When I went to the Alumni Dinner, there was a name tag properly spelled out and no one looked at me askance in my borrowed suit and father’s tie.
For every moment like that, there’s an instance where my CA wasn’t updated in my name and the sign on my door advertises that a girl lives behind it. There’s an invitation addressed to a girl who I am not. There’s the moment of complete and utter exposure when, sitting down on March 24th to take the comprehensive exam for my major, the proctor asks the room where a girl with my last name is. Ten weeks after presenting my change of name documentation, I had to inform the morning proctor as well as the afternoon proctor that I was not a girl. I had to do this in front of approximately thirty of my peers and I had to do it immediately preceding both halves of the most important exam of my Kenyon career.
And yet, somehow, for every moment where I am thrown into the open against my will, there’s been something amazing. There’s been Professor O’Neill going out of her way to explain the difference between gender and sex as we explored representations of masculinity in medieval literature. There’s been Professor Reinert’s sincere cry of “Congratulations!” when I told him I was officially switching pronouns after Thanksgiving break. There’s been Professor Mankoff’s patient advice and encouragement. I’ll certainly never forget Professor McAdams’ round of “For He’s a Jolly Good Fellow” as she presented me with my coming out cake. There’s been the AVI staff, not blinking an eye as we continue to exchange greetings throughout my transition.

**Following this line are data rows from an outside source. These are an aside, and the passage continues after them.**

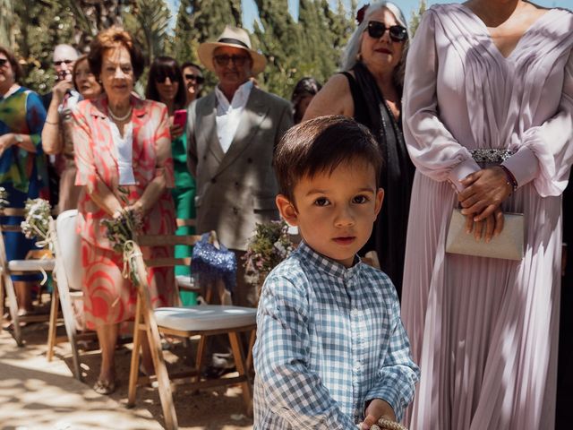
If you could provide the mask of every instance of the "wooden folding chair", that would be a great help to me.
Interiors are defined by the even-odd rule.
[[[0,210],[0,217],[24,217],[23,208],[4,208]],[[20,232],[21,228],[20,224],[7,225],[0,223],[0,271],[2,285],[0,285],[0,327],[3,323],[4,305],[4,291],[8,297],[8,305],[10,308],[10,316],[12,318],[12,325],[13,326],[13,335],[19,347],[23,346],[21,322],[47,321],[47,315],[20,315],[18,313],[18,301],[16,299],[16,291],[14,284],[12,280],[12,275],[28,275],[35,272],[48,273],[54,270],[54,259],[38,259],[38,260],[10,260],[6,256],[6,248],[4,242],[4,232]],[[56,288],[54,288],[56,292]],[[57,298],[54,297],[52,293],[52,307],[56,303],[57,305]]]
[[[216,241],[215,233],[211,237]],[[199,348],[197,350],[195,369],[189,377],[177,378],[172,375],[173,382],[184,381],[194,388],[210,388],[218,385],[240,384],[243,391],[243,399],[247,412],[252,408],[252,393],[251,382],[247,374],[244,356],[243,354],[239,333],[253,331],[256,328],[256,309],[232,305],[194,305],[187,307],[164,307],[155,311],[151,307],[149,284],[147,282],[147,268],[173,266],[189,263],[190,259],[157,258],[143,260],[140,245],[141,246],[165,246],[175,245],[195,245],[201,239],[200,236],[140,236],[135,245],[135,265],[141,283],[138,286],[138,299],[135,311],[135,322],[133,332],[133,350],[130,368],[128,406],[135,403],[135,391],[138,383],[138,370],[140,360],[140,349],[141,334],[145,333],[151,349],[151,357],[155,368],[157,382],[159,390],[159,398],[165,416],[167,428],[169,430],[178,428],[177,417],[173,403],[173,395],[170,378],[163,357],[160,334],[177,336],[188,339],[200,335]],[[219,284],[220,285],[220,284]],[[218,286],[218,291],[221,287]],[[233,378],[221,378],[218,380],[201,381],[201,367],[205,353],[206,337],[215,334],[227,333],[229,336],[238,376]],[[147,379],[147,378],[146,378]]]
[[[94,340],[95,331],[78,332],[75,314],[72,302],[83,297],[81,266],[81,242],[80,236],[76,233],[76,219],[78,211],[73,209],[60,213],[54,221],[50,219],[50,237],[54,246],[56,257],[56,284],[55,303],[56,306],[50,314],[50,325],[48,330],[47,341],[47,361],[51,361],[54,357],[54,348],[56,345],[69,341],[72,348],[72,361],[73,375],[78,380],[81,380],[80,371],[80,356],[78,340]],[[57,299],[59,298],[62,315],[64,316],[64,325],[67,336],[56,337],[57,320]]]

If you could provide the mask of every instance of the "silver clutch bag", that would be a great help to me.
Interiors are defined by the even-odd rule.
[[[476,257],[503,258],[520,261],[523,258],[523,213],[504,212],[503,229],[489,243],[477,242],[472,233],[466,233],[466,217],[454,209],[446,237],[446,252]]]

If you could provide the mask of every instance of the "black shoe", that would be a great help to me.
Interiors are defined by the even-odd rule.
[[[218,379],[224,374],[235,372],[236,368],[233,367],[215,367],[214,366],[208,366],[203,371],[203,377],[205,379]]]

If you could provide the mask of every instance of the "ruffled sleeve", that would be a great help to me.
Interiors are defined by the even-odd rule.
[[[519,186],[533,181],[542,197],[560,195],[567,187],[573,161],[573,52],[563,75],[563,91],[557,113],[522,136],[522,147],[504,165]]]
[[[480,170],[471,154],[454,138],[438,115],[435,12],[425,13],[410,47],[404,88],[404,137],[412,162],[436,181],[459,180]]]

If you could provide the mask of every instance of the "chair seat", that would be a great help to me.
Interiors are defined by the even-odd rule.
[[[237,329],[254,324],[257,310],[220,305],[158,307],[155,318],[159,327],[183,331]]]
[[[184,291],[199,291],[199,288],[195,287],[195,282],[192,276],[177,275],[175,276],[175,280],[177,281],[179,289],[183,289]]]
[[[46,258],[42,260],[11,260],[8,262],[8,270],[12,271],[50,271],[56,266],[56,260]]]

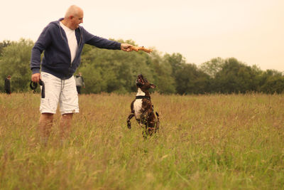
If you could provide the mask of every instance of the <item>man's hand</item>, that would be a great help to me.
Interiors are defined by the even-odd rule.
[[[124,51],[131,51],[132,50],[130,48],[133,46],[129,43],[121,43],[120,48]]]
[[[40,73],[34,73],[31,75],[31,81],[38,83],[40,78]]]

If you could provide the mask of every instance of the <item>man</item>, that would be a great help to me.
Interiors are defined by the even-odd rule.
[[[39,129],[41,140],[48,139],[53,115],[60,103],[60,137],[70,130],[73,113],[79,112],[78,95],[73,74],[80,63],[84,43],[97,48],[131,51],[132,45],[120,43],[94,36],[79,26],[83,23],[81,8],[71,6],[64,19],[50,23],[42,31],[31,51],[31,80],[45,83],[45,97],[41,99]],[[40,55],[44,56],[40,63]],[[41,65],[41,73],[40,73]]]
[[[11,95],[11,85],[10,85],[10,80],[11,80],[11,75],[8,75],[6,78],[5,78],[5,85],[4,85],[4,89],[6,91],[6,93],[7,95]]]
[[[82,76],[82,73],[79,73],[79,75],[75,75],[76,88],[77,92],[79,95],[81,94],[81,88],[83,86],[84,88],[84,78]]]

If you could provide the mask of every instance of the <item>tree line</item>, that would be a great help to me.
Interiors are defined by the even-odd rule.
[[[134,41],[122,41],[136,45]],[[4,81],[11,75],[12,92],[27,92],[31,70],[31,40],[0,42],[0,91]],[[214,58],[200,65],[186,63],[180,53],[162,55],[154,49],[145,52],[126,53],[100,49],[85,45],[81,65],[77,72],[83,75],[86,88],[83,93],[136,91],[135,80],[138,74],[156,85],[160,93],[282,93],[284,75],[275,70],[262,70],[249,66],[235,58]]]

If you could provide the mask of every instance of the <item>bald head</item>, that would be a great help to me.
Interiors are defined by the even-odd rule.
[[[83,23],[83,10],[77,6],[72,5],[67,10],[65,16],[61,22],[72,30],[79,27],[79,24]]]
[[[65,19],[70,16],[78,16],[83,14],[83,10],[76,5],[70,6],[66,11]]]

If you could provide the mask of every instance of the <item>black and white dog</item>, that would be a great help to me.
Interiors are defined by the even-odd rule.
[[[135,116],[139,125],[144,128],[144,137],[152,135],[159,129],[159,115],[155,112],[155,117],[149,89],[155,88],[155,85],[151,84],[142,75],[139,75],[136,80],[138,92],[135,100],[131,104],[131,112],[127,118],[127,127],[131,128],[130,120]]]

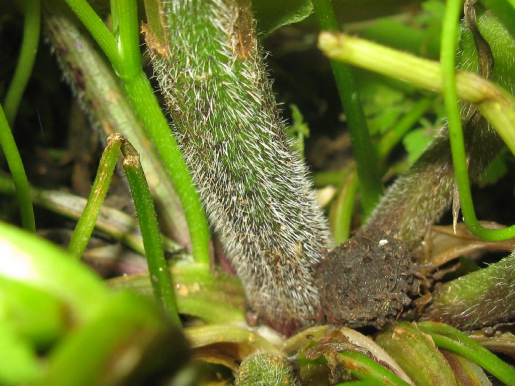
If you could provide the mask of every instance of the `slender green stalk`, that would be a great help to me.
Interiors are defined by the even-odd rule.
[[[209,266],[210,236],[205,214],[179,146],[154,96],[148,79],[142,72],[130,81],[126,80],[124,85],[172,177],[186,215],[195,261]]]
[[[16,143],[11,132],[4,109],[0,105],[0,145],[7,160],[11,174],[16,188],[16,193],[20,205],[20,213],[22,217],[23,227],[31,232],[36,232],[36,221],[34,209],[27,175],[23,167],[21,157]]]
[[[242,284],[234,275],[213,275],[202,264],[178,262],[168,269],[174,278],[175,299],[180,313],[208,324],[245,323],[245,296]],[[109,286],[152,295],[147,274],[111,279]]]
[[[488,229],[482,226],[476,217],[470,191],[461,119],[457,103],[455,64],[457,44],[455,37],[458,32],[458,20],[461,12],[461,0],[450,0],[447,3],[442,25],[440,54],[443,94],[449,121],[451,150],[461,211],[465,223],[474,236],[489,241],[507,240],[515,237],[515,225],[500,230]],[[496,101],[493,104],[492,110],[495,111],[500,107],[499,103]],[[506,123],[509,125],[509,122]],[[503,139],[510,149],[515,146],[515,138],[513,137],[512,134],[509,136],[507,141],[506,138],[503,137]]]
[[[515,370],[462,332],[449,325],[435,322],[421,322],[417,325],[431,336],[437,347],[468,358],[506,384],[515,384]]]
[[[117,72],[123,65],[118,51],[118,44],[112,33],[85,0],[66,0],[70,8],[88,29]]]
[[[337,245],[349,239],[357,188],[358,179],[353,168],[343,179],[329,213],[329,226]]]
[[[12,180],[0,176],[0,192],[3,195],[16,194]],[[78,220],[84,211],[87,200],[79,196],[61,190],[52,190],[30,187],[30,195],[34,204],[61,216]],[[131,248],[141,255],[145,248],[140,235],[135,232],[136,220],[132,216],[114,208],[103,206],[95,227],[100,232]],[[167,252],[178,253],[183,247],[164,235],[161,235]]]
[[[25,2],[25,20],[23,39],[16,71],[4,101],[4,111],[11,127],[14,126],[16,113],[18,111],[22,96],[28,83],[34,67],[38,52],[39,32],[41,25],[41,5],[40,0]]]
[[[66,0],[66,2],[120,75],[131,102],[150,133],[174,181],[187,220],[194,256],[198,262],[209,266],[210,233],[207,220],[186,163],[153,95],[148,79],[141,67],[136,71],[135,68],[126,68],[123,63],[125,57],[129,58],[128,63],[133,65],[135,62],[131,59],[131,55],[135,52],[134,48],[128,45],[131,42],[132,44],[139,42],[130,36],[138,33],[137,24],[132,27],[128,25],[131,20],[134,21],[133,16],[129,14],[128,21],[118,21],[120,28],[124,31],[123,36],[127,37],[129,41],[121,45],[124,51],[119,52],[116,40],[85,0]],[[132,4],[135,7],[135,2]],[[129,3],[123,3],[120,7],[123,9],[130,5]],[[119,19],[120,17],[123,19],[124,14],[118,11],[118,16]],[[139,47],[139,44],[138,45]]]
[[[140,156],[127,139],[124,138],[122,141],[124,170],[140,222],[154,296],[168,313],[174,324],[180,326],[181,320],[177,311],[171,278],[163,252],[156,209],[140,162]]]
[[[95,315],[107,288],[61,248],[47,240],[0,222],[0,276],[39,289],[66,303],[68,322]],[[41,315],[41,317],[47,317]]]
[[[114,134],[107,139],[107,146],[102,153],[91,193],[68,245],[68,252],[77,260],[80,259],[86,249],[100,214],[102,203],[111,185],[111,178],[114,172],[118,161],[118,153],[122,146],[121,137],[120,134]]]
[[[313,0],[322,29],[337,31],[338,24],[330,0]],[[365,114],[354,78],[348,65],[331,60],[335,81],[347,116],[359,181],[361,201],[367,217],[383,193],[377,161],[370,141]]]
[[[356,351],[338,354],[341,361],[351,374],[362,380],[374,381],[375,384],[409,386],[409,383],[386,370],[373,359]]]
[[[456,3],[459,4],[456,5],[448,3],[448,6],[456,7],[461,4],[459,2]],[[459,12],[459,10],[455,10],[451,16],[456,16]],[[445,68],[444,77],[442,67],[436,62],[343,34],[323,33],[320,36],[319,45],[331,58],[404,79],[428,90],[444,93],[446,106],[451,109],[448,113],[449,135],[461,209],[466,222],[474,236],[488,241],[506,240],[515,236],[515,226],[501,230],[486,229],[481,226],[476,218],[456,100],[459,97],[465,101],[476,103],[477,110],[515,154],[515,98],[501,87],[475,74],[460,71],[455,73],[453,47],[456,46],[457,21],[457,16],[452,21],[445,21],[450,26],[446,27],[448,29],[442,35],[441,60]],[[449,29],[452,27],[451,22],[454,23],[454,26]],[[452,52],[448,52],[449,49]],[[450,87],[452,87],[454,92]]]
[[[117,25],[114,31],[121,59],[117,69],[122,79],[130,79],[141,72],[141,52],[136,0],[111,0],[111,11]]]
[[[170,173],[111,63],[91,37],[84,33],[80,22],[65,5],[60,1],[46,1],[44,6],[46,37],[80,106],[104,137],[120,133],[136,148],[158,208],[160,225],[178,243],[188,245],[186,218]],[[141,240],[139,244],[139,250],[144,254]]]

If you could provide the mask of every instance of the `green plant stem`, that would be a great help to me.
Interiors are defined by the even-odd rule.
[[[353,168],[342,180],[337,196],[329,213],[330,227],[336,245],[349,239],[358,188],[358,180]]]
[[[163,10],[160,0],[143,0],[143,3],[148,29],[152,31],[158,44],[166,47],[166,33],[161,22]]]
[[[124,7],[131,6],[131,4],[136,6],[135,2],[130,1],[132,3],[124,2]],[[141,67],[138,71],[134,68],[125,68],[123,64],[124,56],[118,52],[116,40],[84,0],[66,0],[66,2],[100,46],[120,76],[127,96],[149,133],[173,180],[188,222],[193,255],[197,262],[209,266],[210,233],[205,215],[186,163],[153,95],[148,79]],[[120,13],[118,11],[119,18],[121,16],[123,19],[124,14],[123,12]],[[133,18],[129,15],[129,21]],[[137,33],[137,24],[135,27],[126,25],[129,21],[119,20],[119,24],[124,31],[123,36],[128,37],[127,39],[134,44],[139,41],[129,35]],[[134,54],[134,51],[128,46],[128,43],[121,45],[125,50],[125,57],[130,58],[131,55]],[[139,44],[138,45],[139,47]],[[132,63],[133,65],[134,61],[130,60],[127,63]]]
[[[408,386],[404,381],[366,355],[356,351],[338,354],[338,359],[352,375],[362,380],[375,382],[376,384]]]
[[[456,5],[448,3],[448,6],[450,5]],[[459,10],[455,11],[451,16],[459,14]],[[460,71],[455,73],[453,47],[456,45],[457,21],[457,16],[453,20],[444,21],[447,24],[453,23],[455,25],[450,29],[445,30],[445,34],[442,35],[441,56],[446,73],[444,86],[442,67],[430,60],[343,34],[321,34],[319,46],[330,58],[403,79],[427,90],[444,93],[446,107],[451,109],[448,112],[449,135],[466,223],[471,232],[478,237],[492,241],[506,240],[515,236],[515,226],[500,230],[486,229],[481,226],[476,218],[456,100],[459,97],[464,101],[475,103],[477,110],[492,125],[512,153],[515,154],[515,98],[501,87],[476,74]],[[446,28],[450,27],[452,26]],[[450,49],[452,52],[447,52]],[[452,87],[454,92],[450,87]]]
[[[476,217],[470,191],[461,119],[457,103],[455,64],[456,36],[461,4],[461,0],[450,0],[447,3],[442,24],[440,54],[444,101],[449,121],[449,139],[461,211],[465,223],[474,236],[489,241],[507,240],[515,236],[515,225],[500,230],[488,229],[482,226]],[[495,107],[499,108],[499,104],[492,106],[494,110],[496,110]],[[507,138],[503,137],[503,139],[510,148],[515,145],[515,138],[509,137],[507,141]]]
[[[1,175],[0,193],[13,195],[16,194],[12,180]],[[30,187],[30,195],[35,205],[73,220],[80,218],[88,202],[83,197],[66,192],[33,187]],[[135,232],[138,225],[132,216],[104,205],[100,209],[95,227],[138,253],[145,254],[141,235]],[[161,240],[167,252],[177,253],[183,250],[180,245],[164,235],[161,235]]]
[[[27,175],[23,167],[23,163],[20,156],[20,152],[16,146],[14,138],[11,132],[7,119],[4,113],[4,109],[0,105],[0,146],[2,146],[9,169],[11,171],[12,179],[16,188],[16,194],[20,205],[20,213],[22,217],[23,227],[28,231],[36,232],[36,220],[34,219],[34,209]]]
[[[24,6],[23,39],[20,58],[4,101],[4,111],[11,127],[14,126],[18,107],[34,67],[41,25],[40,0],[26,0]]]
[[[141,72],[141,53],[136,0],[111,0],[111,12],[117,28],[118,52],[121,67],[117,69],[122,80],[131,79]]]
[[[188,245],[186,218],[170,173],[111,63],[91,37],[84,32],[80,22],[67,7],[59,2],[47,1],[43,15],[46,37],[80,106],[102,136],[107,138],[120,133],[136,148],[158,208],[160,225],[178,243]],[[101,214],[97,224],[101,217]],[[141,239],[139,242],[143,254]]]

Most of all, there have been my friends. For those of us who hadn’t selected a gender studies class, we’d not had anyone to teach us, and so did not know that we could really use a gender studies class. As I educated myself, I often had to explain things to my friends. Even when confusion abounded, their support was and continues to be unwavering. They defend my pronouns. They correct acquaintances. They loan me belts and ties for formal occasions. And if you asked me what I wear when I hang out with them, I could tell you that I have absolutely no idea.
It’s taken a legal name change, countless emails, and more than a few moments of exposure and fear, but in May of 2012, I am going to graduate from Kenyon College as Charles Martin Meins, the rarest of a rare breed: not just a male English major, but a transmale English major. I am a Kenyon first, and where the administration has fumbled with me, I know they’ll make progress with others. That’s the point of Kenyon, after all: we learn.